What could any of these tools have done to protect against the LovSan worm,
for instance? Absolutely nothing. The only thing that would have protected
anybody (aside from a properly patched OS) would have been a properly
configured firewall that is blocking port 135, among others.

You have a problem with Sponge's ruleset? Go take it up with him. I used to
debate with him over this very issue. My point was - why have dozens of
deny rules, when only one is necessary?

Block All - all services, all ports, all endpoints, both directions, at
the very bottom. It works, and that rule is still there.

And that really is all that is needed. I tried his ruleset basically to see
what all the fuss was about.
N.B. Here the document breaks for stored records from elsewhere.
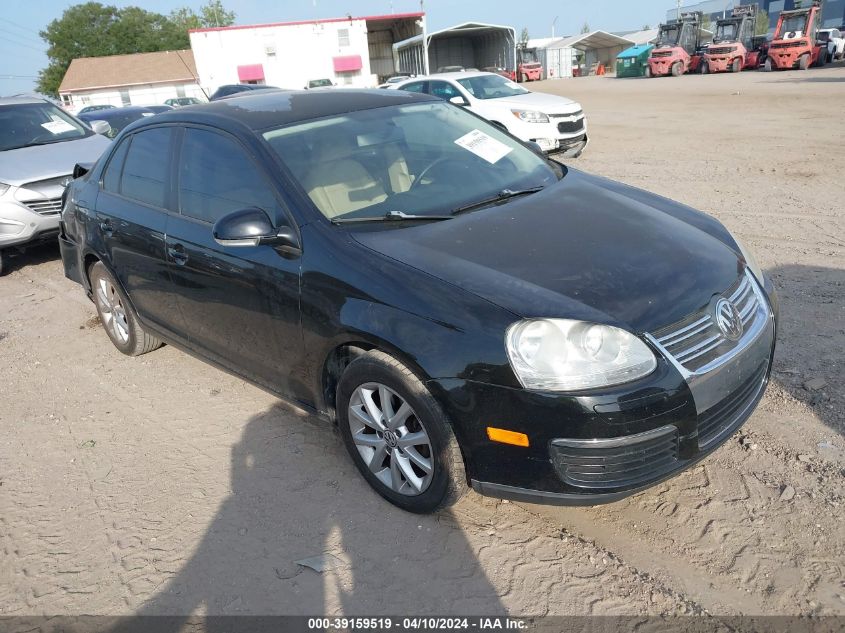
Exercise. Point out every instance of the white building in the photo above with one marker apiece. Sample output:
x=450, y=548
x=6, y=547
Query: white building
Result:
x=350, y=51
x=137, y=79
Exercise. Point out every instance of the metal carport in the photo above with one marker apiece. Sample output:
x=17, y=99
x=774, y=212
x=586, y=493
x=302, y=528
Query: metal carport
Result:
x=598, y=47
x=469, y=45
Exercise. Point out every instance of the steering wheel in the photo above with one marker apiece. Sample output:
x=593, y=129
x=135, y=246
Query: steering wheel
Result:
x=438, y=161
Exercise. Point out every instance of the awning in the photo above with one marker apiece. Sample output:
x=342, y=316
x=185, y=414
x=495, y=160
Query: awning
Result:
x=251, y=72
x=347, y=63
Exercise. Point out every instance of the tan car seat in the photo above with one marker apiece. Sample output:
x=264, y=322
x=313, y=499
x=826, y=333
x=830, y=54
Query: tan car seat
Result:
x=340, y=184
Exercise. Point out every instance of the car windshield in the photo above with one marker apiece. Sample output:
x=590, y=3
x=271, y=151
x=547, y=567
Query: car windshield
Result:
x=491, y=87
x=27, y=124
x=417, y=159
x=725, y=32
x=668, y=35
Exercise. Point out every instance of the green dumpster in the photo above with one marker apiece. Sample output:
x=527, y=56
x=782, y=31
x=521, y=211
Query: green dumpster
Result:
x=633, y=62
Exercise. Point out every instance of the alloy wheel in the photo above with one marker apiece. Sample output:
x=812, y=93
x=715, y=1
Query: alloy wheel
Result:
x=391, y=439
x=112, y=311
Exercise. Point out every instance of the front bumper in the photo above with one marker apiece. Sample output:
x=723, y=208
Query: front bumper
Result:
x=19, y=225
x=600, y=447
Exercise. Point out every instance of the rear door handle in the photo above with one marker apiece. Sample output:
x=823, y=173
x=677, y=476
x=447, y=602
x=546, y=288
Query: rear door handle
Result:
x=177, y=254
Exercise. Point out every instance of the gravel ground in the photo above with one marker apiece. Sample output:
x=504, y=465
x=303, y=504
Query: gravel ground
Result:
x=159, y=485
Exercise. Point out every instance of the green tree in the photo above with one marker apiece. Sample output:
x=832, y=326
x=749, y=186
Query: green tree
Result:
x=211, y=14
x=93, y=29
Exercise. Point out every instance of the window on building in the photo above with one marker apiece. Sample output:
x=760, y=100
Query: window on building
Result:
x=146, y=166
x=217, y=177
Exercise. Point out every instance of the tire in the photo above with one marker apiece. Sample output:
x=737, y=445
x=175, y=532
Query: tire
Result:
x=380, y=455
x=116, y=314
x=804, y=62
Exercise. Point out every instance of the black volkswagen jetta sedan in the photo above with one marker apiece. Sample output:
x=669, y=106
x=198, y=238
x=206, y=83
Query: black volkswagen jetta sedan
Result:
x=467, y=311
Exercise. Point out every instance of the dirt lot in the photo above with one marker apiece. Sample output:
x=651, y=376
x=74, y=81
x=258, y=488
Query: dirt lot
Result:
x=160, y=485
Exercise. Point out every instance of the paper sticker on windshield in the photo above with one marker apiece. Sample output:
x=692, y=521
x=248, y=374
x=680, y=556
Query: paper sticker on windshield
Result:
x=484, y=146
x=58, y=127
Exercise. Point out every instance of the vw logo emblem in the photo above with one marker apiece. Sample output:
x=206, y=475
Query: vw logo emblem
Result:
x=728, y=320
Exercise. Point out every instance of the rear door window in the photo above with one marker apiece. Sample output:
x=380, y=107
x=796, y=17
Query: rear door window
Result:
x=145, y=170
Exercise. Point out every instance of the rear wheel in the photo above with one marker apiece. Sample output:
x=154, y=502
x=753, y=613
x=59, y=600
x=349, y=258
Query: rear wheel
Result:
x=804, y=62
x=398, y=436
x=116, y=315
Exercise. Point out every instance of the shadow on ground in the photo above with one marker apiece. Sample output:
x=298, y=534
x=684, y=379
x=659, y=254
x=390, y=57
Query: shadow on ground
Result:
x=382, y=560
x=809, y=361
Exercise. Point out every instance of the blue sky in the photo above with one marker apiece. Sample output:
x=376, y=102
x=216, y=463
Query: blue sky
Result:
x=22, y=50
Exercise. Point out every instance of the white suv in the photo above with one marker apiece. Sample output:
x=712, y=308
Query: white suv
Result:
x=556, y=124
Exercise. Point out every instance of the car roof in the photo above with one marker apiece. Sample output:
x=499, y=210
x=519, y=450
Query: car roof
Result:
x=262, y=109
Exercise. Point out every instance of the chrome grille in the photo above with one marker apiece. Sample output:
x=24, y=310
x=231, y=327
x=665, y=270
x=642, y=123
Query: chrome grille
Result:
x=696, y=340
x=46, y=206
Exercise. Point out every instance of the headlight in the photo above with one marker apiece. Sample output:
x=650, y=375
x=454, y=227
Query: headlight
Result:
x=530, y=116
x=567, y=355
x=752, y=264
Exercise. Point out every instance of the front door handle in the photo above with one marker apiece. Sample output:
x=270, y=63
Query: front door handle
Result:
x=178, y=255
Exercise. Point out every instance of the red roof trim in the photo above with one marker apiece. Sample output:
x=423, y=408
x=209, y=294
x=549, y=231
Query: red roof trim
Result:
x=368, y=18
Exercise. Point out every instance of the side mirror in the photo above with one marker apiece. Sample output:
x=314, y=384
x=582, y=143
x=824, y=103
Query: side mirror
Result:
x=101, y=127
x=252, y=227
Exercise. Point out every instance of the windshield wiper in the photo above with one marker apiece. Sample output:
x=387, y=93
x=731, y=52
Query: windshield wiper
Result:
x=391, y=216
x=504, y=194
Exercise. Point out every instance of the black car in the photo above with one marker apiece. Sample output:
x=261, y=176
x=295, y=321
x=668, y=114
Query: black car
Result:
x=465, y=309
x=233, y=89
x=119, y=118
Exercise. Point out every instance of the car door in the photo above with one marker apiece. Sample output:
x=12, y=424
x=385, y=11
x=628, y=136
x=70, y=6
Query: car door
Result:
x=131, y=213
x=240, y=304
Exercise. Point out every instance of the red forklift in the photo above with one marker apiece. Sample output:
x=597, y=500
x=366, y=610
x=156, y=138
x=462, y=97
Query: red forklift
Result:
x=678, y=48
x=734, y=46
x=796, y=43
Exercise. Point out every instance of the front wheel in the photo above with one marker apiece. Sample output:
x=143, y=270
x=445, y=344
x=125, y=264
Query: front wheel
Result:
x=398, y=436
x=118, y=319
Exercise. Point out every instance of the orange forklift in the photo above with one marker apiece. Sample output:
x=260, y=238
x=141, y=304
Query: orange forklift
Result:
x=796, y=43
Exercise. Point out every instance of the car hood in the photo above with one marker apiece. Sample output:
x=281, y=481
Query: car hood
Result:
x=42, y=162
x=585, y=248
x=549, y=104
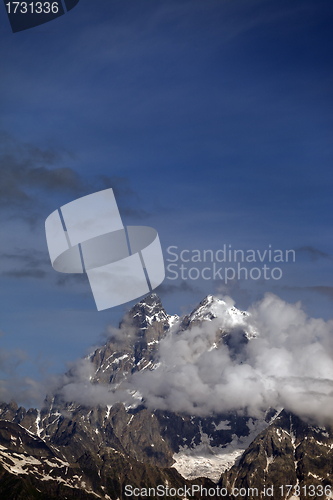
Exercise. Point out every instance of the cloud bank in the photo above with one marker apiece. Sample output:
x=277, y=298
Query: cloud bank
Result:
x=289, y=365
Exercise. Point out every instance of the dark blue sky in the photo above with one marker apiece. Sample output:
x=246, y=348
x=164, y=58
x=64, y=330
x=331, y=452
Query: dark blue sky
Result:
x=211, y=119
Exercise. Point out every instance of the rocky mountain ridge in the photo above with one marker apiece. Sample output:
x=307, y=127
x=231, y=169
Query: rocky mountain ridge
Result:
x=108, y=445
My ruleset was fine, but I did like the fact
that I could be alerted if a site was using Gator or something similar.

THEN I COULD WARN OTHERS WHO ARE NOT USING A FIREWALL ABOUT SUCH SITES. Now
do you get it?

People need to know that they can get spyware, or worse, from malicious
HTML on a website. They need to know that they can get it from game CDs. I
don't see why my saying that is such a threat to you, but it seems to be,
for some reason.

 

[George]

Since you cannot specify ports to block with ZA, it is especially helpless
where the LOvsan worm is concerned.

AFAIK LOvscan utilises port 135 which ZA blocks. Plus it "seems" to be
NT, 2000 and XP specific. I'm still using 98SE.

 

[Aaron]

Why? Firewall usually work on the principle that unless you explictly
allow them they wont be allowed in or out.



Aaron

 

[=?ISO-8859-1?Q?=BBQ=AB?=]

Why? Firewall usually work on the principle that unless you
explictly allow them they wont be allowed in or out.

It's been a long time since I used ZAF, but several years ago it did
keep ports 135-139 closed by default. I can't imagine that ZoneLabs
would have changed that behaviour.

 

[Gord McFee]

In

It's been a long time since I used ZAF, but several years ago it did
keep ports 135-139 closed by default. I can't imagine that ZoneLabs
would have changed that behaviour.

It still keeps them closed by default.